On assisterait à une explosion démographique inverse,
c'est-à-dire que la génération des enfants du baby-boom
arriverait rapidement à la retraite, et il n'y allait pas avoir
assez d'actifs pour financer les retraites : voilà ce que j’avais
compris... Mais est-ce que j’avais bien compris ? C’est
ce que j’allais demander à Jean-Marie Harribey.
Jean-Marie Harribey
: Le problème démographique ne se
résume pas à cela. Ce n'est pas simplement l'arrivée
en âge de la retraite de la génération du baby-boom
née après la guerre, ce sont deux autres phénomènes
en plus de celui-là : d'une part, un ralentissement de la
fécondité dans la plupart des pays anciennement industrialisés
dont la France fait partie, d'autre part, l'allongement de l'espérance
de vie qui est un phénomène indépendant de
la classe nombreuse qui est née après la guerre. Ces trois
phénomènes se conjuguent. Le phénomène baby-boom
est un phénomène purement passager et temporaire. En revanche,
le rétrécissement de la fécondité et le
prolongement de l’espérance de vie sont sans doute beaucoup
plus durables.
Pascale Fourier
: Il y a donc un réel problème ?
Jean-Marie Harribey
: Il y a une transformation démographique indéniable Il
va donc y avoir une question à se poser sur le financement des
futures retraites. Mais, il y a d’autres
phénomènes à considérer en plus de cela.
D’une part, il faut comparer l’évolution de la démographie
avec l’évolution prévisible de l’économie,
pour savoir si nous souffrirons d’une insuffisance de ressources
ou pas. Et ce problème-là est extrêmement
important et, malheureusement, c’est celui qui est le plus souvent
omis dans les débats publics et qui est occulté dans beaucoup
de rapports officiels produits années après années
sur cette question.
Pascale Fourier
: Justement, je ne comprends pas bien le lien entre la santé
économique d’un pays et la possibilité ou pas de
financer les retraites ?
Jean-Marie Harribey
: Prenons un exemple. A la sortie de la guerre, il y avait la population
qui était encore majoritairement installée dans les campagnes.

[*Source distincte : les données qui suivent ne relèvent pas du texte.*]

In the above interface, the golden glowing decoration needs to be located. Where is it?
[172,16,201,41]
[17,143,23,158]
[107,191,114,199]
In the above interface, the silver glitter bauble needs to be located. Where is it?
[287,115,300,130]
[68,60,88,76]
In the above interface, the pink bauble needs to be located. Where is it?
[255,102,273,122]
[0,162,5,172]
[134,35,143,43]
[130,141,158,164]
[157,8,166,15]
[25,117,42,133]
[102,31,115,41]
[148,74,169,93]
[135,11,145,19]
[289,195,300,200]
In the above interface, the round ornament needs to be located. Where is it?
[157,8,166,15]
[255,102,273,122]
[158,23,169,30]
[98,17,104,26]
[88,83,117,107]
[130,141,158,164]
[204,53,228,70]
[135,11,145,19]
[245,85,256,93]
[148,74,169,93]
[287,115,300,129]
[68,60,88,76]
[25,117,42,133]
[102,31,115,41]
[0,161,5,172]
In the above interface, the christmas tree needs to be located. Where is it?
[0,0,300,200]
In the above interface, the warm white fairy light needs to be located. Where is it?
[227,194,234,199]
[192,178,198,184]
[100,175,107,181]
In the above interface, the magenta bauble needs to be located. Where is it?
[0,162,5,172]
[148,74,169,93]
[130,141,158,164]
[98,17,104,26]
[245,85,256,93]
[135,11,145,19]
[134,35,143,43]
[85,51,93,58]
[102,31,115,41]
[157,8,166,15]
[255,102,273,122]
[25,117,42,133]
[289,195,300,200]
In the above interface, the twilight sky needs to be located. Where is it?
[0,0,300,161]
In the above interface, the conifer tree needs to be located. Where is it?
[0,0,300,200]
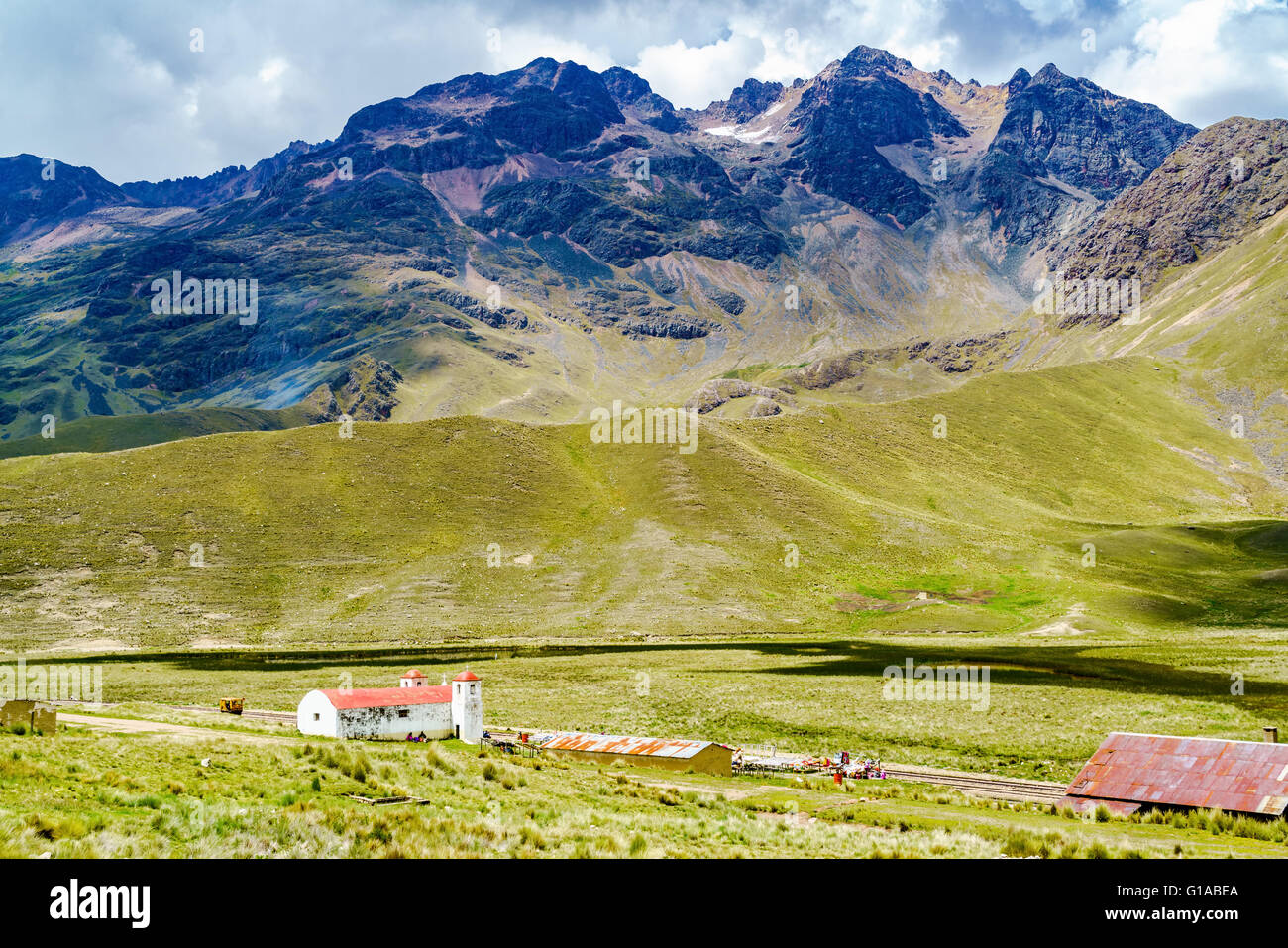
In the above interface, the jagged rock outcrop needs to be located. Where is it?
[1051,117,1288,286]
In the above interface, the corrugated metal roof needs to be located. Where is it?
[541,734,711,758]
[322,685,452,708]
[1065,732,1288,815]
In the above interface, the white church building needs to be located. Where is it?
[296,669,483,745]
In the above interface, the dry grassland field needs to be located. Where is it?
[0,0,1288,936]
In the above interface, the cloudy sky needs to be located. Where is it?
[0,0,1288,183]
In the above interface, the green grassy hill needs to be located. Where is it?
[0,408,309,458]
[0,358,1288,649]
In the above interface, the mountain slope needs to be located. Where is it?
[1053,117,1288,286]
[0,47,1189,438]
[0,360,1288,648]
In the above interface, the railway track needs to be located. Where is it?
[885,764,1065,803]
[489,728,1065,803]
[52,702,1065,803]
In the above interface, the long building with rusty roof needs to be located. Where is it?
[541,734,733,777]
[1060,732,1288,816]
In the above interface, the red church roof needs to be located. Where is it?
[322,685,452,708]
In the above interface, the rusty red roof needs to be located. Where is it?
[541,734,711,758]
[1061,732,1288,815]
[322,685,452,708]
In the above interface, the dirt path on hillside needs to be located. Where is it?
[58,712,300,745]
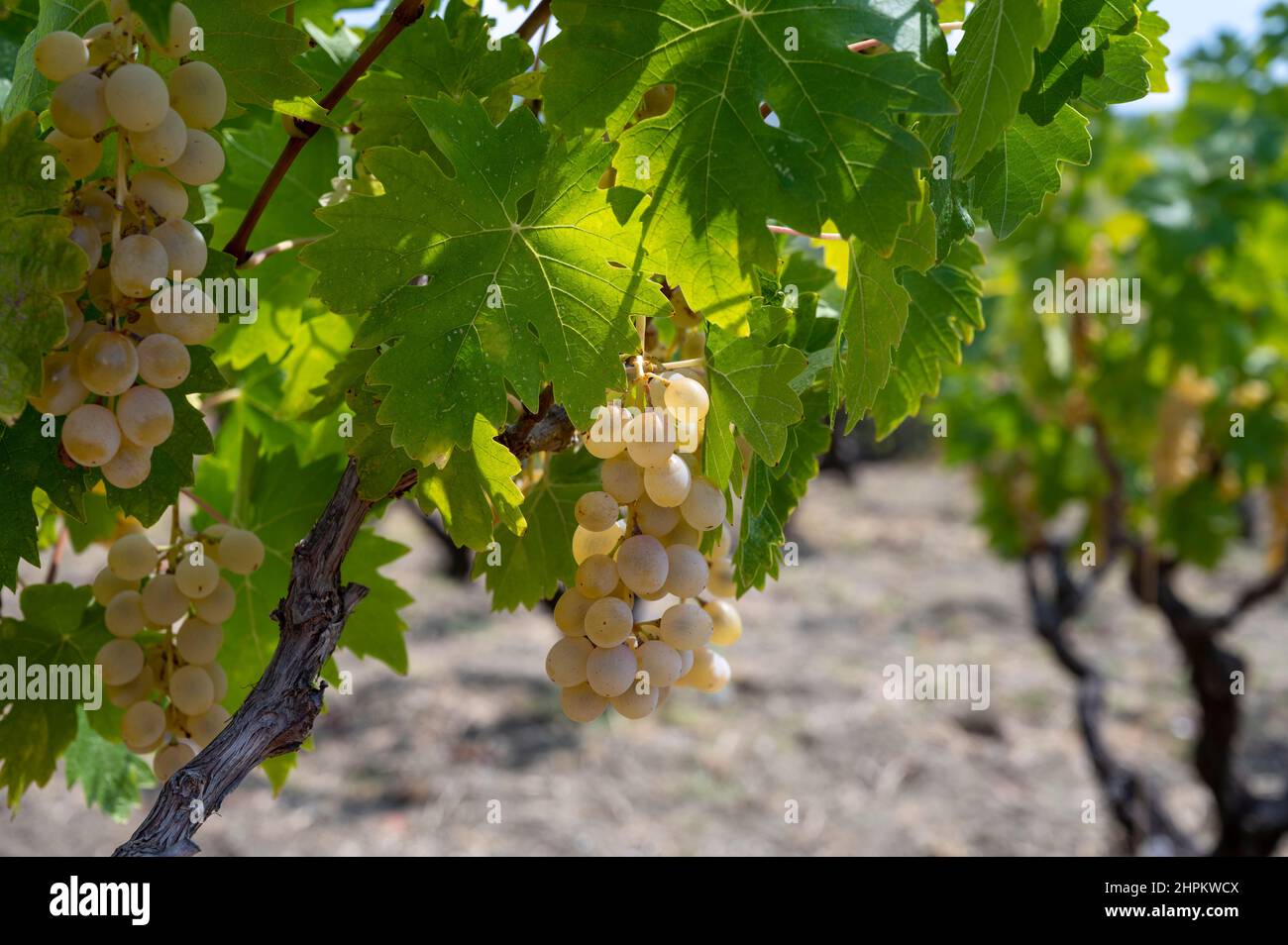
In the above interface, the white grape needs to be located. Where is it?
[129,169,188,220]
[170,61,228,129]
[662,604,713,650]
[138,334,192,390]
[559,682,608,722]
[599,454,644,504]
[103,591,147,637]
[30,352,89,417]
[94,640,143,686]
[103,439,152,489]
[584,597,634,646]
[170,129,224,186]
[152,220,206,279]
[111,233,170,299]
[587,644,638,699]
[680,476,725,532]
[49,72,108,138]
[63,403,121,471]
[107,61,170,132]
[33,30,89,82]
[662,545,709,597]
[116,386,174,447]
[143,575,194,625]
[175,617,224,664]
[192,578,237,623]
[107,532,158,580]
[546,636,595,687]
[644,454,693,508]
[126,108,188,167]
[170,666,215,716]
[568,555,617,599]
[617,534,667,593]
[574,490,617,532]
[219,528,265,575]
[46,128,103,177]
[702,600,742,646]
[76,331,139,396]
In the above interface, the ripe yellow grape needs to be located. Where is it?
[587,644,638,699]
[49,72,108,138]
[170,61,228,129]
[129,169,188,220]
[188,705,232,748]
[106,61,170,132]
[76,331,139,396]
[192,578,237,623]
[574,491,617,532]
[138,334,192,390]
[94,639,143,686]
[46,128,103,177]
[702,600,742,646]
[33,30,89,82]
[567,555,617,599]
[61,403,121,471]
[126,108,188,167]
[30,352,89,417]
[170,129,224,186]
[116,386,174,447]
[644,454,693,508]
[555,587,592,636]
[152,746,197,785]
[121,701,164,752]
[174,558,219,600]
[617,534,667,594]
[107,532,158,580]
[599,455,644,504]
[170,666,215,716]
[662,602,713,650]
[219,528,265,575]
[546,636,595,687]
[90,568,139,606]
[111,233,170,299]
[584,597,634,646]
[103,591,147,637]
[143,575,197,625]
[559,682,608,722]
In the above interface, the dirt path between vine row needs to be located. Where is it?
[0,461,1288,856]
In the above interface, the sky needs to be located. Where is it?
[340,0,1271,113]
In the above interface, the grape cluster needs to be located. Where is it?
[93,524,265,782]
[546,372,742,722]
[30,0,228,489]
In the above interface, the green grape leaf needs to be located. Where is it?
[952,0,1055,176]
[971,106,1091,240]
[872,242,984,437]
[542,0,954,316]
[416,416,528,551]
[0,583,112,808]
[353,9,532,158]
[0,409,85,588]
[474,450,600,610]
[301,95,660,464]
[104,348,228,525]
[63,708,156,824]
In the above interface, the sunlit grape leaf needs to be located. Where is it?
[0,583,112,807]
[872,242,984,437]
[542,0,954,318]
[971,106,1091,240]
[301,95,660,463]
[474,450,600,610]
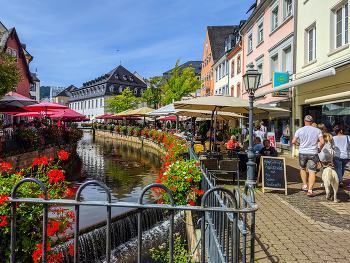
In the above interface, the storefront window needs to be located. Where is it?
[268,117,290,145]
[322,101,350,135]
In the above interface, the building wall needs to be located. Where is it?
[7,34,30,98]
[69,97,107,119]
[213,55,229,95]
[293,0,350,155]
[242,0,294,103]
[201,30,214,96]
[228,46,243,98]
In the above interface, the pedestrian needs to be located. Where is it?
[255,125,266,142]
[317,123,335,165]
[259,140,278,157]
[260,121,267,140]
[292,115,324,197]
[333,125,349,187]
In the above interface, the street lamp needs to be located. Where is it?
[243,64,261,188]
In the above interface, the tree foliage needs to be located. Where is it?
[0,50,22,97]
[106,87,140,113]
[141,76,163,108]
[162,59,202,105]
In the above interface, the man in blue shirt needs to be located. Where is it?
[253,137,264,152]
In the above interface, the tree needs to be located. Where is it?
[0,50,22,98]
[141,76,163,108]
[162,59,202,105]
[106,87,140,113]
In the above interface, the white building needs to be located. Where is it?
[68,65,147,119]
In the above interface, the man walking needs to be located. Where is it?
[292,115,324,197]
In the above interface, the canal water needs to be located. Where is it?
[64,132,163,232]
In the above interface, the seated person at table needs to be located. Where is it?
[253,137,264,152]
[227,135,239,150]
[259,140,278,157]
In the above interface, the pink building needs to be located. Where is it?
[241,0,295,152]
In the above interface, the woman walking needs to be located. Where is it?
[333,125,349,187]
[317,123,335,165]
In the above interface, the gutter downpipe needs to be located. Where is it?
[289,0,298,156]
[236,29,244,131]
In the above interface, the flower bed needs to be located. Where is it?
[0,151,75,262]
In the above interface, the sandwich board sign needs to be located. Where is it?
[257,156,287,195]
[272,72,289,97]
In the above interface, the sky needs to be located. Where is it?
[0,0,255,87]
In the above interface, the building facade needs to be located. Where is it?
[241,0,296,153]
[68,65,147,119]
[293,0,350,155]
[30,69,40,102]
[0,22,35,98]
[201,26,237,96]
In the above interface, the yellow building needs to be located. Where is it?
[54,85,77,106]
[292,0,350,155]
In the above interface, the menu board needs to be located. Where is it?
[258,156,287,195]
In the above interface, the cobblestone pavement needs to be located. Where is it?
[223,155,350,263]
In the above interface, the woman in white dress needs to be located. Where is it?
[333,125,349,187]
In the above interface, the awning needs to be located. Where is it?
[255,68,335,98]
[305,91,350,106]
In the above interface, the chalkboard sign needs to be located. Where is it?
[258,156,287,195]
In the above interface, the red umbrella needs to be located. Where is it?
[50,108,86,119]
[24,101,69,112]
[14,111,54,117]
[159,116,176,121]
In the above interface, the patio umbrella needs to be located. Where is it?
[24,101,69,115]
[50,108,86,119]
[14,111,54,118]
[176,110,247,121]
[174,95,289,152]
[174,95,289,114]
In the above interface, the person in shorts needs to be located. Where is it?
[292,115,324,197]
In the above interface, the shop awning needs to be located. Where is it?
[255,68,335,98]
[305,91,350,105]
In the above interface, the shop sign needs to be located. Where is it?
[272,72,289,97]
[267,132,276,149]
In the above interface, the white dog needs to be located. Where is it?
[320,166,339,202]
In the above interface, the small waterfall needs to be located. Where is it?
[55,209,175,263]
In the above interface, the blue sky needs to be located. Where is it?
[0,0,255,87]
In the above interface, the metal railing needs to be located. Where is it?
[188,145,258,263]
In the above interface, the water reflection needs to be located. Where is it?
[65,133,162,232]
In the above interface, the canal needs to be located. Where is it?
[64,132,163,232]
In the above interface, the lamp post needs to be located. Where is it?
[243,64,261,188]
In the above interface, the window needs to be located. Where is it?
[270,54,278,80]
[335,3,349,48]
[258,23,264,44]
[282,0,293,20]
[282,46,292,73]
[231,60,235,78]
[271,6,278,31]
[256,63,263,86]
[237,55,241,75]
[7,48,18,63]
[248,35,253,53]
[307,26,316,62]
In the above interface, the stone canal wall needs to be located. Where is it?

Un agriculteur à cette époque-là nourrissait jusqu’à
quatre français. Aujourd’hui, il nourrit dix fois plus
de personnes que dans les années 50. Cela signifie que la productivité
du travail agricole a considérablement augmenté, avec
peut- être des conséquences environnementales et écologiques
catastrophiques, avec également des conséquences sociales
catastrophiques à cause de l’exode rural massif et incontrôlé
qui s’est produit. Toujours est-il que la productivité
du travail agricole a compensé bien au-delà la diminution
du nombre d’actif agricole et la diminution de la proportion du
monde agricole par rapport à la population. Donc,
pour savoir si nous souffrirons ou pas d’une insuffisance de ressources
pour nourrir, soigner, éduquer, et transporter tout le monde,
il faut toujours comparer l‘évolution démographique
et l’évolution économique.
Pascale Fourier
: Justement, les prévisions ne sont pas idéales dans ces
domaines aujourd’hui ?
Jean-Marie Harribey
: Alors voyons donc les prévisions des deux cotés. Pour
l’aspect démographique, les prévisions disent que
d’ici 2040, dans 40 ans environ, la proportion d’actifs
pour inactifs, c’est-à-dire les gens qui travaillent ou
qui sont en capacité de travailler, par rapport au nombre d’inactifs,
que ce soient les jeunes ou les personnes âgées, c’est-à-dire
les inactifs aux deux bouts de la pyramide des âges,
ce rapport passerait de 1 actif pour 1.6 inactifs aujourd’hui
à 1 actif pour 2 inactifs. Il va dons y avoir un accroissement
du nombre d’inactifs par rapport aux actifs. Le passage de 1.6
à 2 représente une augmentation de 25%, qui va s’étaler
sur 40 ans. Donc, dans 40 ans, il y aura 25% de plus d’inactifs
par rapport aux actifs qu’il n’y en a aujourd’hui.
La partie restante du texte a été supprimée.